Además, que los hombres quieran la delectación por sí misma y no con otra finalidad, no es señal suficiente de que ella sea el último fin, como deducía la tercera objeción. Pues la delectación, aunque no es el último fin, es no obstante, algo concomitante, puesto que, al alcanzarlo, aparece la delectación.
[A la 4.] Y muchos no buscan más la delectación que hay en el conocer que el conocer tal. Sino que son muchos los que buscan las delectaciones sensibles más que el conocimiento intelectivo y su consiguiente delectación; porque las cosas exteriores son más conocidas para la mayoría ya que el conocimiento humano comienza por los sentidos.
Y lo que propone la quinta objeción, que la voluntad es superior al entendimiento, pues es como su motor, es falso manifiestamente.

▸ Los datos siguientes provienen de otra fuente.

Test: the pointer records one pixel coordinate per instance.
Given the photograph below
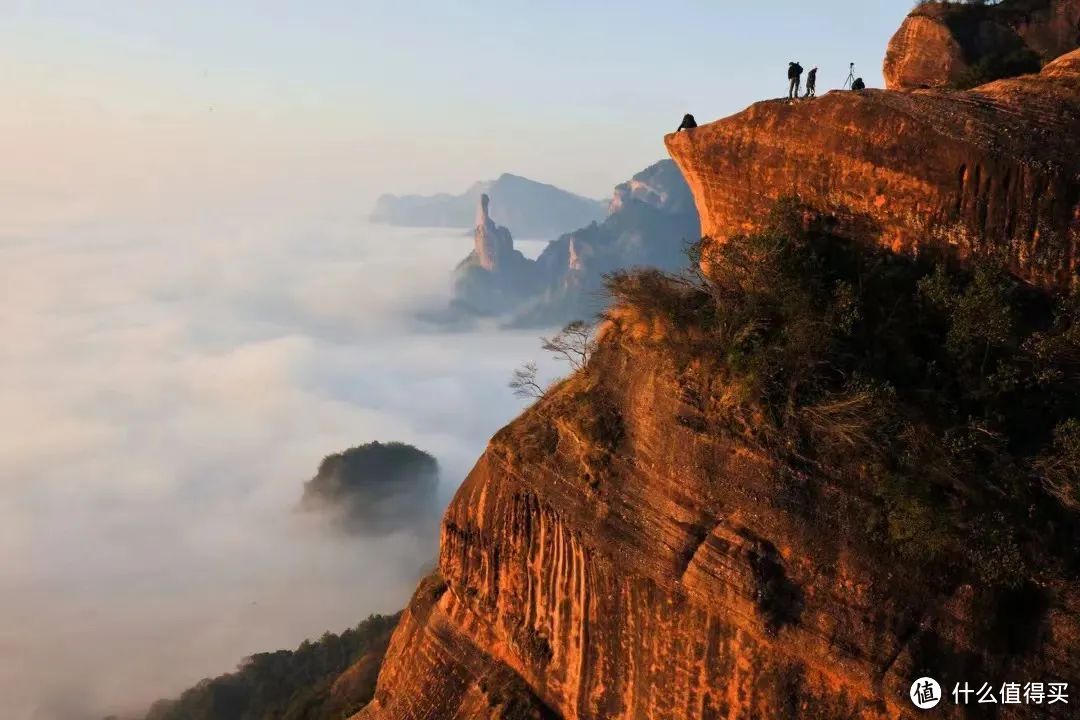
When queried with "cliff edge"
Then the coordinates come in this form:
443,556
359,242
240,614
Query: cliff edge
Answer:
844,457
997,166
952,44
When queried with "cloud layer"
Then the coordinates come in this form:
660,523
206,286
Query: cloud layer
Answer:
166,393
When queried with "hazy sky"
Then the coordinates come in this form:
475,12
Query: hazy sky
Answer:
171,106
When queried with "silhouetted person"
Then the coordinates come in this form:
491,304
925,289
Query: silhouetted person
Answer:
688,122
794,78
812,83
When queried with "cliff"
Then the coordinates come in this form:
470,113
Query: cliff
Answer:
534,209
844,457
959,45
623,551
997,166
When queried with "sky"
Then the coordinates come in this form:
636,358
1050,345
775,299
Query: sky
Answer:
170,107
194,311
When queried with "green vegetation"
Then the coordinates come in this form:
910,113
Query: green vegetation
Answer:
297,684
947,393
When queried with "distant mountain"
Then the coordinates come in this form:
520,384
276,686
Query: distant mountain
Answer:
327,679
534,209
651,217
375,489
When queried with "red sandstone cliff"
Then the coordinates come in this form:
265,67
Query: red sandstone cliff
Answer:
616,555
997,166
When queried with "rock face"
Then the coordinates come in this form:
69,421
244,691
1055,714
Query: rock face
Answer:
617,553
649,218
631,566
948,44
534,209
997,166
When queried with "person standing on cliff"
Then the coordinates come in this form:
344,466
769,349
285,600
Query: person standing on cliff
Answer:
812,83
794,78
688,122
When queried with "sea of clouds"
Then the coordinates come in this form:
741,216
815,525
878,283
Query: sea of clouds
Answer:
166,392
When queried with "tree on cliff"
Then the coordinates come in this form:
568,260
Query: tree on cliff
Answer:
333,677
574,343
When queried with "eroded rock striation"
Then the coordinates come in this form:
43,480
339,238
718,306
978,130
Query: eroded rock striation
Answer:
948,44
534,209
994,167
610,557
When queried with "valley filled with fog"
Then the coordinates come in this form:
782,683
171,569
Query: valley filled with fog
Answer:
167,391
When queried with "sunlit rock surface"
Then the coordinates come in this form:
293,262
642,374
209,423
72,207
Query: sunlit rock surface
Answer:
996,166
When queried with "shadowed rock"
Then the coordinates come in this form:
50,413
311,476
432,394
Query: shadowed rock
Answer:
376,488
955,44
960,172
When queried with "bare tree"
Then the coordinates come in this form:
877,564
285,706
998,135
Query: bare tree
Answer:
524,381
575,343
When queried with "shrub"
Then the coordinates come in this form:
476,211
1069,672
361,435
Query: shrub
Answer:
935,388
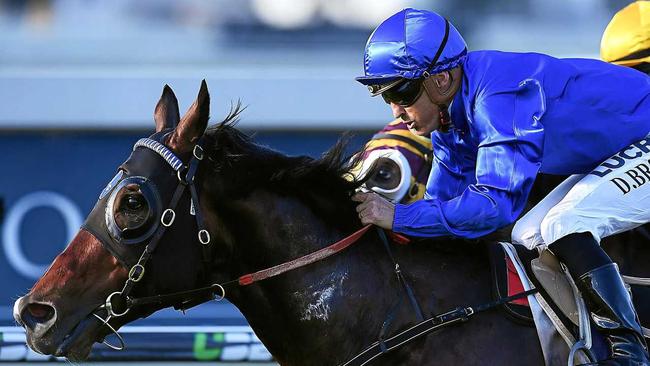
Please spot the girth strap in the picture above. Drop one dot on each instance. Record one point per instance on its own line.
(427, 326)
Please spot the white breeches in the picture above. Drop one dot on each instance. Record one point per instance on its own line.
(613, 198)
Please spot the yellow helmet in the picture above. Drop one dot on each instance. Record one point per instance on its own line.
(626, 40)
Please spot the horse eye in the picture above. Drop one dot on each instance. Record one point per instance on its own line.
(134, 202)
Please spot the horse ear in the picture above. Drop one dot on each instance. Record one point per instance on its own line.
(166, 113)
(194, 122)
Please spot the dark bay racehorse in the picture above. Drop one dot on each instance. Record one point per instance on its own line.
(262, 208)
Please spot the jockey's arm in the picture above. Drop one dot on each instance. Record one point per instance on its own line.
(507, 161)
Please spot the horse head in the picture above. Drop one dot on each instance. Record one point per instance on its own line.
(151, 203)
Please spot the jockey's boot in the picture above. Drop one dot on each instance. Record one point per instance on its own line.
(612, 311)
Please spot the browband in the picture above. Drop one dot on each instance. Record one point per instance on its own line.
(161, 150)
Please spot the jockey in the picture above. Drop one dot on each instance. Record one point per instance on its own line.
(496, 120)
(626, 40)
(404, 162)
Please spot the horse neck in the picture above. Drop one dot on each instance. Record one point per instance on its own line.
(290, 312)
(347, 296)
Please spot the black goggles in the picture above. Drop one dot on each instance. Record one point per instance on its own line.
(405, 93)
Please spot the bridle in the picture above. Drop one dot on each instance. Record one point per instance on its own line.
(119, 303)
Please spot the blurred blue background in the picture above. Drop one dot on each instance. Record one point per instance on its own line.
(79, 80)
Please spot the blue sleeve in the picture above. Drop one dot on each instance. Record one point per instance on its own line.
(508, 156)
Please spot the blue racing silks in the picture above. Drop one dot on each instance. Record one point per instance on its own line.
(517, 114)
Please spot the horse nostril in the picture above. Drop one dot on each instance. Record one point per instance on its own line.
(34, 314)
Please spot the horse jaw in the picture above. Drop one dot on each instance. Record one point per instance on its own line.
(75, 285)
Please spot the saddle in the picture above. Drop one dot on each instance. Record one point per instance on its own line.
(558, 298)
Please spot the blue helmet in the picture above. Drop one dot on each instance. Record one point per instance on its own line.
(408, 44)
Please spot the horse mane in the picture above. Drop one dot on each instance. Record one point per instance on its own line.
(319, 183)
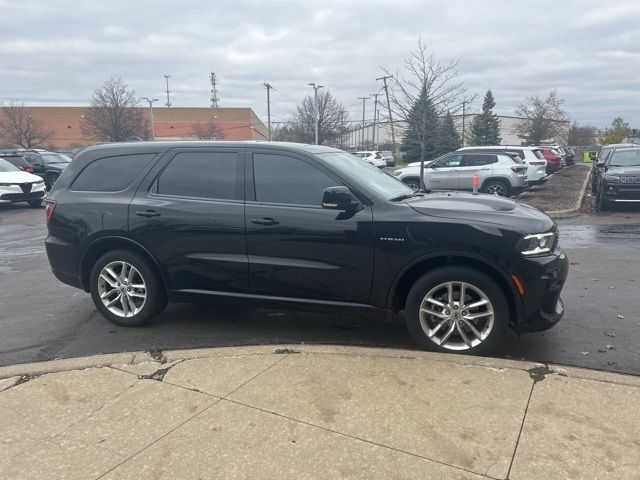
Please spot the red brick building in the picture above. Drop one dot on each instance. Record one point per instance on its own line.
(173, 123)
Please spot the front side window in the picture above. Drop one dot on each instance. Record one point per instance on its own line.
(111, 174)
(200, 174)
(289, 180)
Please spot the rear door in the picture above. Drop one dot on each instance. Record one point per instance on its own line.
(475, 164)
(189, 213)
(296, 248)
(443, 173)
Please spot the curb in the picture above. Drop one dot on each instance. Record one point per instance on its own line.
(160, 358)
(577, 209)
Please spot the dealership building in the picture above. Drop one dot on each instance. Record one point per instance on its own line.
(170, 123)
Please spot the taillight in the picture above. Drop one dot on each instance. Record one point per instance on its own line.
(50, 207)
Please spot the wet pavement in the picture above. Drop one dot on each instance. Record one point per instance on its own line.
(41, 319)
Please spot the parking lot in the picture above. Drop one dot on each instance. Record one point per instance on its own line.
(43, 319)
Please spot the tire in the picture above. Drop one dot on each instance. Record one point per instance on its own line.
(412, 182)
(492, 323)
(140, 310)
(497, 187)
(50, 180)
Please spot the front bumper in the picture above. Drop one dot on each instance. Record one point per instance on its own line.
(543, 278)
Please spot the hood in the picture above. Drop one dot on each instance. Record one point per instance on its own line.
(19, 176)
(482, 209)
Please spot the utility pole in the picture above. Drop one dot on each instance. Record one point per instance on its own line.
(376, 113)
(464, 113)
(386, 91)
(364, 100)
(151, 100)
(214, 91)
(268, 87)
(167, 77)
(315, 107)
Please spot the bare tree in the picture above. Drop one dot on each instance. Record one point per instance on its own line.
(541, 118)
(425, 89)
(19, 127)
(113, 115)
(208, 130)
(332, 120)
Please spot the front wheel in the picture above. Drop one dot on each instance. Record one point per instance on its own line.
(457, 310)
(126, 288)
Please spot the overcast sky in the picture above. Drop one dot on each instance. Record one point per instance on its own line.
(57, 52)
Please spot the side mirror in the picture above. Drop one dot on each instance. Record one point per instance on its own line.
(339, 198)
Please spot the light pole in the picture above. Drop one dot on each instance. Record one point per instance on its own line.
(315, 107)
(151, 100)
(167, 77)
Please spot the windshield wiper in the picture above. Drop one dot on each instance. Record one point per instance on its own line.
(405, 196)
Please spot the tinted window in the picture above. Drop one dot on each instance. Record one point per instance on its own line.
(111, 174)
(473, 160)
(200, 174)
(283, 179)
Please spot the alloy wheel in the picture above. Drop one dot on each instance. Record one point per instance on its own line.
(122, 289)
(456, 315)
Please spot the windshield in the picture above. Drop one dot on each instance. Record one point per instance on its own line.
(351, 166)
(55, 158)
(7, 167)
(628, 158)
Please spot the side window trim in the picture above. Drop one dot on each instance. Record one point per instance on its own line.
(167, 158)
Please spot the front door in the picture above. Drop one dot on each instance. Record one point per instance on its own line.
(296, 248)
(442, 174)
(190, 215)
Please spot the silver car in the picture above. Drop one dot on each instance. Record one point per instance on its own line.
(498, 174)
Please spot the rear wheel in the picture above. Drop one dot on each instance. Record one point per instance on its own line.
(497, 187)
(457, 310)
(126, 288)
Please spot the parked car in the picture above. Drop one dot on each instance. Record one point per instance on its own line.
(48, 165)
(618, 180)
(554, 161)
(499, 174)
(375, 158)
(388, 157)
(17, 161)
(16, 185)
(532, 157)
(304, 226)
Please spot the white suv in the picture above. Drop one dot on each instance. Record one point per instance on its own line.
(532, 156)
(498, 174)
(374, 157)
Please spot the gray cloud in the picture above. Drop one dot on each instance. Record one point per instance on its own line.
(57, 52)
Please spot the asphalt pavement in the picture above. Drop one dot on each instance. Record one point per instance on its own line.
(43, 319)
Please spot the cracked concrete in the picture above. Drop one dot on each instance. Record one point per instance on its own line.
(309, 412)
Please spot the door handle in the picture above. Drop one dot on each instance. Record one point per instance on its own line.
(265, 221)
(147, 213)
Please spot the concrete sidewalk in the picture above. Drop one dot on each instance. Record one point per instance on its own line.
(315, 412)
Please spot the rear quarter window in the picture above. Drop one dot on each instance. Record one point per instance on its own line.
(111, 174)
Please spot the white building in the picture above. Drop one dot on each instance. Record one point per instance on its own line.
(360, 137)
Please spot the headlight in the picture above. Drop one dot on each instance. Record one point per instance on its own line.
(611, 178)
(537, 243)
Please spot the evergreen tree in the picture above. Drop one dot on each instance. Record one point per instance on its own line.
(485, 129)
(448, 139)
(422, 128)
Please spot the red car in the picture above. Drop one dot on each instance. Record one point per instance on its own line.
(553, 161)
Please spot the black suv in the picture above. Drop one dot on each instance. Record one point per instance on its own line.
(616, 178)
(137, 224)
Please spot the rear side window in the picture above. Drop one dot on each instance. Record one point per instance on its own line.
(201, 174)
(111, 174)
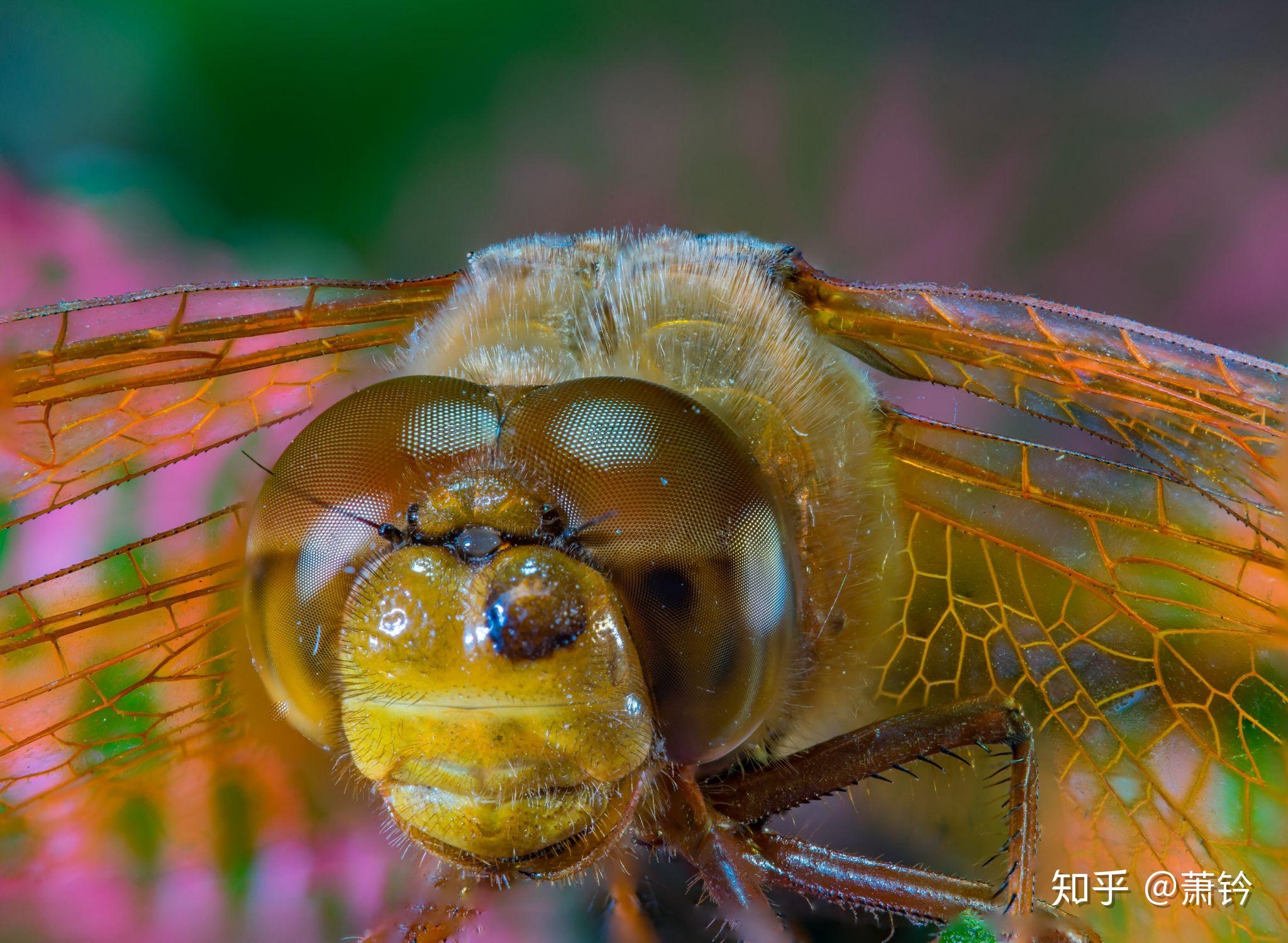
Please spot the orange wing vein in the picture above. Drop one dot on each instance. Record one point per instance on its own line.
(1141, 629)
(119, 661)
(1206, 415)
(106, 390)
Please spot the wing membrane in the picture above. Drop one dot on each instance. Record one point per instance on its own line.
(1208, 416)
(1141, 629)
(118, 663)
(106, 390)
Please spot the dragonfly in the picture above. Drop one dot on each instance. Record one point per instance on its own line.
(611, 541)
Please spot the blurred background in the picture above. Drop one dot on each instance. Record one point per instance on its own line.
(1124, 158)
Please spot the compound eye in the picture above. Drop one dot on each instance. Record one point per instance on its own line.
(364, 461)
(665, 496)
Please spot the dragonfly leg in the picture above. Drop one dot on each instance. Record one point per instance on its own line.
(752, 795)
(628, 923)
(857, 881)
(720, 851)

Pues el entendimiento, primeramente y de por sí, mueve a la voluntad; porque ésta, en cuanto tal, se mueve por su objeto, que es el bien aprehendido. La voluntad, no obstante, mueve al entendimiento de un modo como accidental, o sea, en cuanto que el entender mismo se aprehende como bien, y así es deseado por la voluntad; resultando de ello que el entendimiento entienda actualmente. Mas el entendimiento precede incluso en esto a la voluntad, pues nunca desearía entender la voluntad si antes no aprehendiera el mismo entender como un bien. -A su vez, la voluntad mueve a manera de agente al entendimiento para que obre actualmente, y el entendimiento mueve a la voluntad a modo de fin, porque el bien entendido es el fin de la voluntad; y como el agente en orden a mover es posterior al fin, pues el agente sólo mueve por el fin, resulta en consecuencia que el entendimiento es en absoluto superior a la voluntad; sin embargo, accidentalmente y en un sentido restringido, la voluntad es más que el entendimiento.